All of this seems to work, after Chantal periodically sends herself two-dozen white roses and has her mom call in and click the receiver when Gene picks up the phone. Eventually, Gene goes to the florist to track down Robert Swan. Chantel goes to explain the entire situation, but Gene still pleads with her to end her affair, making her wonder why her mother's old tactics did not turn out as planned. To add to her confusion, Gene actually invites a "Robert Swan" to dinner and then asks him to move in and share Chantal in a polyandrous relationship. Chantal, in disbelief, phones her mother about the situation. Shocked, Chantal's mother and father come over to meet the fantasy man that has been sprung to life. Her father's suspicions that Robert Swan is a living person all the more real.

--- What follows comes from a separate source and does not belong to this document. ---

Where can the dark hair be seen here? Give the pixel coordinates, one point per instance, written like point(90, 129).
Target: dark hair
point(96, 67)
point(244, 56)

After snooping around Swan's luggage and some thought, Chantal realizes Swan is actually Gene's father, Adam Wright, acting the role of her (and her mother's former) lover. She and her mother decide to play along, turning the tables on the men for a few moments. Germaine finds out from John that he, Gene, and Adam were all in on the "Swan" act from the very beginning, to which she "admits defeat" and commends her husband for "being loyal to his sex." In the end, they all reconcile, and it is revealed that Chantal is pregnant, just as Chantal's mother suspected.

==Cast==
- Sandra Dee as Chantal "Chouchou/Charlotte/Charlie" Stacy
- Bobby Darin as Eugene "Gene" Wright
- Micheline Presle as Germaine Stacy
- John Lund as John Stacy
- Cesar Romero as Robert Swan/Adam Wright
- Stefanie Powers as Tina
- Christopher Knight as Richard
- Ted Thorpe as the florist
- Roger Bacon as Messenger
- John Bleifer as Mr. Riordan, the Tobacconist
- Pamela Searle as Model
- Warrene Ott as Rita
- Dani Lynn as Bunny
- Charlene Holt as Lisa, Model
- Gloria Camacho as Model
- Edmay Van Dyke as Model
- Rosalee Calvert as Model

The role of the Model was played by real-life beauty queen Pamela Searle. In 1959 she was crowned Miss. England, and later came in third in the Miss Universe contest.

==Production==
The film was based on a novel by Winifred Wolfe published in 1961. The New York Times called it "too cute to be clever." Film rights were bought by Universal. In March 1961, producer Ross Hunter assigned Richard Morris to write the script. Morris had never written a script before and was best known for doing the lyrics on The Unsinkable Molly Brown.

In August 1961, Hunter announced the film would star Nancy Kwan, Claudette Colbert and David Niven. In October, Tammy Grimes was being discussed for the star. However, the lead role eventually went to Sandra Dee who made it after the birth of her child. By December, Dee's co star was Bobby Darin. Filming started February 1962.

== Reception ==
Philip K. Scheuer criticized the score in a review for the Los Angeles Times.

"The fun is widely scattered," wrote Variety.

A. H. Weiler, in a review for the New York Times, stated, "If a Man Answers is an airy antic that would not hurt a dog but appears to be fashioned for the young in mind as well as the young in heart."

==Awards==
This comedy was nominated for a Golden Globe for Best Motion Picture (Comedy) and Best Supporting Actor (Cesar Romero). It was also nominated for a Golden Laurel for Top Female Comedy Performance (Sandra Dee).

==Home media availability==
Universal first released the film on DVD on August 3, 2004. It was re-released on February 7, 2017, as part of Universal's 4-Movie Laugh Pack DVD series, being packaged with 3 other films starring Sandra Dee (That Funny Feeling, Tammy Tell Me True, and Tammy and the Doctor).